Cuando la semana pasada acabé La verdad sobre el caso Harry Quebert, no pude dejar de pensar en la similitud entre esa historia y la que Nabokov nos legó en su Lolita. Por fortuna, Dicker esconde las escenas más íntimas de la pareja. Pasa de soslayo por donde Lolita se ensaña.
Leí Lolita pasada la treintena y aún así, no pude dejar de sentir en ciertos momentos incomodidad cuando llegaba a determinados pasajes.

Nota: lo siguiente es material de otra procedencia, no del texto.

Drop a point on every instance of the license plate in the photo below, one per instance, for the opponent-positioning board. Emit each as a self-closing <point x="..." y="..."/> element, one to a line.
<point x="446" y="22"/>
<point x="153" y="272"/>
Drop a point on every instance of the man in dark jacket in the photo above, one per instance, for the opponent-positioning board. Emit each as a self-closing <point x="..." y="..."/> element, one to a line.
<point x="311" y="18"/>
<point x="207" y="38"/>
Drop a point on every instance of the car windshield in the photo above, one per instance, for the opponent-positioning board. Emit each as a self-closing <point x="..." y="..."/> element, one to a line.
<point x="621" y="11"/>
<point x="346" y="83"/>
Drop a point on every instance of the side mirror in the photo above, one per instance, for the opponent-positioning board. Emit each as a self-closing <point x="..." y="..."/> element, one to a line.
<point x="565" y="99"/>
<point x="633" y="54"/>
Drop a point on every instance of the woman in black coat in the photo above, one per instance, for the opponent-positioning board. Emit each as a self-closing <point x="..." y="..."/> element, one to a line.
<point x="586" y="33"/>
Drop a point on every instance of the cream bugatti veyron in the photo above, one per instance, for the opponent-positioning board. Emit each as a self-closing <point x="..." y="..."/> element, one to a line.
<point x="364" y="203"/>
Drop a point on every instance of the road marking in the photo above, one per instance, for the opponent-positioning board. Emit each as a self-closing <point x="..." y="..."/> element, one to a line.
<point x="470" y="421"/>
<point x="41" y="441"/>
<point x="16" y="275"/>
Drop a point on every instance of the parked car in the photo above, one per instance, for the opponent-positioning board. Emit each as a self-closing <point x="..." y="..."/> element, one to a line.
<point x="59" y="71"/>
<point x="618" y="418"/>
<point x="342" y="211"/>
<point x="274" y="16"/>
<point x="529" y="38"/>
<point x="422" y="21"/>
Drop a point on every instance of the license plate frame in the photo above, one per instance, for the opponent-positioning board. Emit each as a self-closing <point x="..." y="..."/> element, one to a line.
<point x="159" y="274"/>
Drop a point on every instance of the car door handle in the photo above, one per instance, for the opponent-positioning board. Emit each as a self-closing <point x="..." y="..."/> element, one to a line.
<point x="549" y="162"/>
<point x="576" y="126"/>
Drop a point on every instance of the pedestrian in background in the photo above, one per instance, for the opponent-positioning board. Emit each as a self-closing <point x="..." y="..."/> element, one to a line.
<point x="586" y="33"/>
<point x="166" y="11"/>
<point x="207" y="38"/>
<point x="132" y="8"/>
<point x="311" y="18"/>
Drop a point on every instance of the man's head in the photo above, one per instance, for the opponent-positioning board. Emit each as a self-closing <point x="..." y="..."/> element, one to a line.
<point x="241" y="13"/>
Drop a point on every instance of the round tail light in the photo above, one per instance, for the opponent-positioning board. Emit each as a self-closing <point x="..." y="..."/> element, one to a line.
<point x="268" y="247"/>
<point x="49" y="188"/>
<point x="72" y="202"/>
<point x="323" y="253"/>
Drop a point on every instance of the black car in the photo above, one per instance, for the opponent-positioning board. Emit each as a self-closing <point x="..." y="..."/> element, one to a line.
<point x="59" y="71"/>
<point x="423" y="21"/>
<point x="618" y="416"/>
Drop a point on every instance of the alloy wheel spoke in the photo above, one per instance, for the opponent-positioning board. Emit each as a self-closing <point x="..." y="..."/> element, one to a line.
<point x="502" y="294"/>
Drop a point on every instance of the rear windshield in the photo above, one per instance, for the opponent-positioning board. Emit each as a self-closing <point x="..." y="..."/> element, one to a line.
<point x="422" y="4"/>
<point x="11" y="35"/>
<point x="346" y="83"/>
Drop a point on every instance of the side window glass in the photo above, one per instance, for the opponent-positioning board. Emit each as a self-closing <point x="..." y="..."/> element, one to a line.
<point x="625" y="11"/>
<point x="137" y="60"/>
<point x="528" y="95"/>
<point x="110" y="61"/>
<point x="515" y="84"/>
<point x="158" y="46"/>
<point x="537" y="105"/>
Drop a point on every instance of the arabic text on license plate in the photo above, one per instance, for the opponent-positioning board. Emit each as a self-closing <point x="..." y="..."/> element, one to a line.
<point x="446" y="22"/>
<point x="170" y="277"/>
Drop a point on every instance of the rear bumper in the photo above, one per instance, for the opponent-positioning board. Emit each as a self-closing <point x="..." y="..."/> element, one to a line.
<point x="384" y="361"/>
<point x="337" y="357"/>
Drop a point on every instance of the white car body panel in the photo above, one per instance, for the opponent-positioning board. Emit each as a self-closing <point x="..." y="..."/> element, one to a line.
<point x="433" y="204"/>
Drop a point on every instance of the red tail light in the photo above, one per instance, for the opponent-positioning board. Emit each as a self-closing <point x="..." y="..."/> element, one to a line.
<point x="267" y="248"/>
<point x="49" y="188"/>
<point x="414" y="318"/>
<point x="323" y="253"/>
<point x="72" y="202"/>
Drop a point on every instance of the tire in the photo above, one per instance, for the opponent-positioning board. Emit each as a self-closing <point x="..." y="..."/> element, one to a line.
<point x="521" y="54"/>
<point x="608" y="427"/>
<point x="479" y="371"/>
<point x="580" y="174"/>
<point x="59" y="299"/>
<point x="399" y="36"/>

Podría ser calificado como un retrato magistral sobre la atracción de un hombre maduro y una niña, pero todo el ruido mediático que se ha producido desde su publicación en 1955 ha silenciado sus cualidades literarias. Me imagino que sucede como cuando en nuestro país estrenaron la película El último tango en París. Miles de españoles traspasaron la frontera por un deseo febril de ver un film de alto contenido erótico. Pero prácticamente nadie comentaba su valor como película, todo fueron críticas hacia la sexualidad que se permitía enseñar. De igual manera ocurrió con Lolita. La calidad narrativa de Nabokov está fuera de toda duda: en este libro hay pasajes líricos bellísimos que nos atrapan, dentro de una atmósfera que oprime tanto como el calor asfixiante que padecen nuestros protagonistas. Sin embargo, y a pesar de ser considerada una obra fundamental de la narrativa, el acercamiento del lector es más fruto del morbo que del interés cultural.
Estamos ante un libro que siempre generará polémica. Una historia que divide a los que encuentran un libro excesivo en su contenido y otros que defienden una historia de pasión escrita de manera maravillosa.